About 5% of the population – which translates to almost 140,000 in Toronto – fit into this category, according to the Toronto Hoarding Coalition (THC). Not only can hoarding can raise risks to the hoarder, but it can also endanger the other tenants in the rental building. The accumulation of old newspapers, boxes and other paper can increase the risk of fire, especially if the piles collect near baseboard heaters. In the event of a fire inside the unit, first responders often find that the excess clutter reduces emergency access and cuts off exit pathways.
As well, some hoarder’s apartments can be filled with rotting garbage, animal waste or other debris that can lead to mould, vermin and unsanitary living conditions.
The What and Why of Hoarding
Hoarding is a psychological condition that was recognized in 2013 as a distinct mental illness. It is sometimes associated with Obsessive Compulsive Disorder (OCD). However, where OCD patients are often aware of their own condition, hoarders are not aware that they have a problem, making it difficult for them to seek treatment. Other symptoms include compulsive collecting and irrational decision-making about what is useful, leading to them collect and keep items of little to no value. Psychological assessment and treatment is needed to help these individuals to get rid of items and manage their behaviour.
How Can a Landlord Deal with a Hoarder?
Unfortunately, there is no easy answer. It’s illegal to evict a person for being a having too much stuff. Under the Ontario Human Rights Code, every person has a right to equal treatment with respect to the occupancy of accommodation, without discrimination because of disability. As hoarding is a mental disorder, the landlord has an obligation to work with the tenant to try to eliminate excess clutter.
However, if the act of hoarding increases the risk of fire or affects the quality of life for other residents, the property management company, landlord or owner has options. Section 33 of the Residential Tenancies Act states that a “tenant is responsible for ordinary cleanliness of a rental unit subject only to any condition in the tenancy agreement requiring the landlord to clean it.”
Communicate and Document
The first course of action should be written communication with the tenant, citing fire or other concern. Outline how you became aware of the state of the apartment and how you would like it to be cleaned, with a timeframe. Be clear that the tenant has the obligation to keep the unit to a standard of ordinary cleanliness under the Residential Tenancies Act. And, if the lease or condo board regulations include any similar provisions — for example, an obligation to keep the balcony free of any boxes — you may wish to also cite that part of the lease. Work with your tenant to address the problem and offer a reasonable amount of time to comply with clean-up requests before taking further action. You may want to include a list of local resources that can help your tenant take on this challenge.

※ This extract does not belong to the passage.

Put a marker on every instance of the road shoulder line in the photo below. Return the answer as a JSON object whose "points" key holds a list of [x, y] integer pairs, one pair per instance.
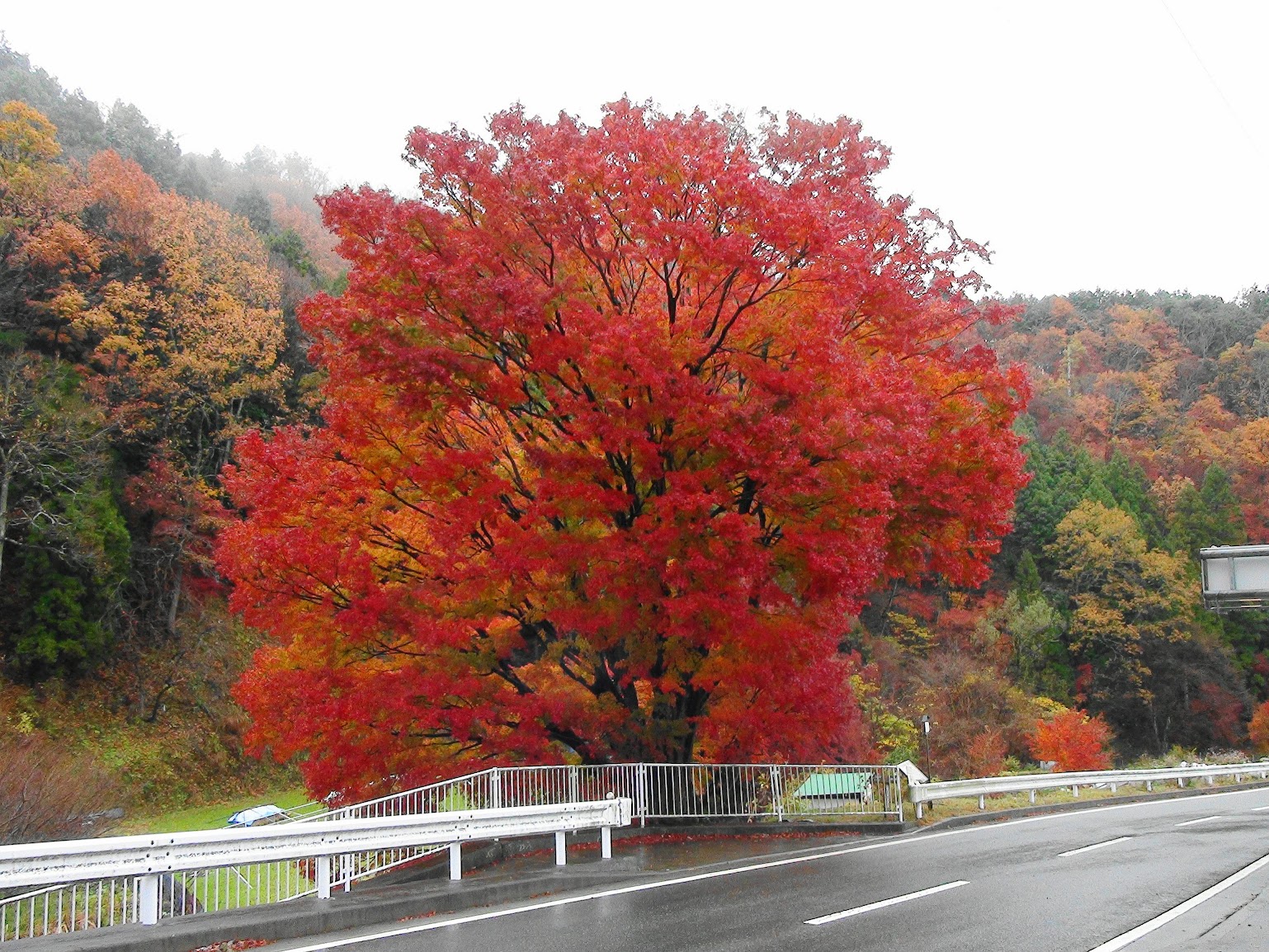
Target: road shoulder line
{"points": [[1179, 910]]}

Tenants need to be given prior notice before a landlord or property manager performs repairs or enters their unit. Only in an emergency situation can owners take the legal route or call the police to get access.
Contact the fire department, public health, animal welfare organization and your provincial body that oversees landlord-tenant relations to find out how you can work together when there is a problem. Call in a specialized cleaning company that may already work with your local public health agency to help hoarders clean up.
Be sure to document all communication, including emails. (A communication portal can ensure a digital trail of all back-and-forth messages. You can manage every step of the legal cycle from the first notice to the eviction notice, right through to any sheriff and/or court dates. All legal and collection data resides in one convenient place). In the event that you will need to prepare an eviction notice (in Ontario, an N5 form is required), you will need to have everything documented. Remember: The landlord must first serve notice of lease termination and then apply to the Landlord and Tenant Board for the eviction order. Your resident can’t be evicted without an order from the Board.